Methods Victorian State Trauma Registry data on all adult major trauma patients from 1 January 2018 to 31 December 2021 were used. Characteristics associated with having a blood alcohol test recorded in the registry were assessed using logistic regression models.

Results This study included 14 221 major trauma patients, of which 4563 (32.1%) had a blood alcohol test recorded. Having a blood alcohol test completed was significantly associated with age, socioeconomic disadvantage level, preferred language, having pre-existing mental health or substance use conditions, smoking status, presenting during times associated with heavy community alcohol consumption, injury cause and intent, and Glasgow Coma Scale scores (p<0.05). Restricting analyses to patients from a trauma centre where blood alcohol testing was part of routine clinical care mitigated most biases.
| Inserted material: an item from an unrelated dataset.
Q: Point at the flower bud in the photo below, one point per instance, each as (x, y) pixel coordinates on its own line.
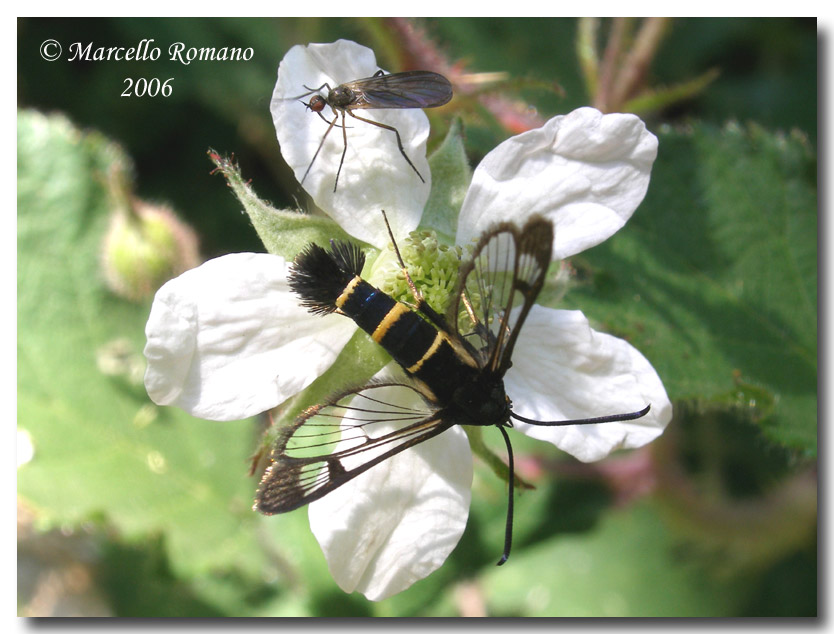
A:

However, relative to patients injured while driving a motor vehicle/motorcycle, lower odds of testing were still observed for patients with injuries from flames/scalds/contact burns (adjusted OR (aOR)=0.33, 95% CI 0.18 to 0.61) and low falls (aOR=0.17, 95% CI 0.12 to 0.25). Higher odds of testing were associated with pre-existing mental health (aOR=1.39, 95% CI 1.02 to 1.89) or substance use conditions (aOR=2.33, 95% CI to 1.47–3.70), and living in a more disadvantaged area (most disadvantaged quintile relative to least disadvantaged quintile: aOR=2.30, 95% CI 1.52 to 3.48).

Conclusion Biases in the collection of blood alcohol data likely impact the surveillance of alcohol-related injuries. Routine alcohol testing after major trauma is needed to accurately inform epidemiology and the subsequent implementation of strategies for reducing alcohol-related injuries.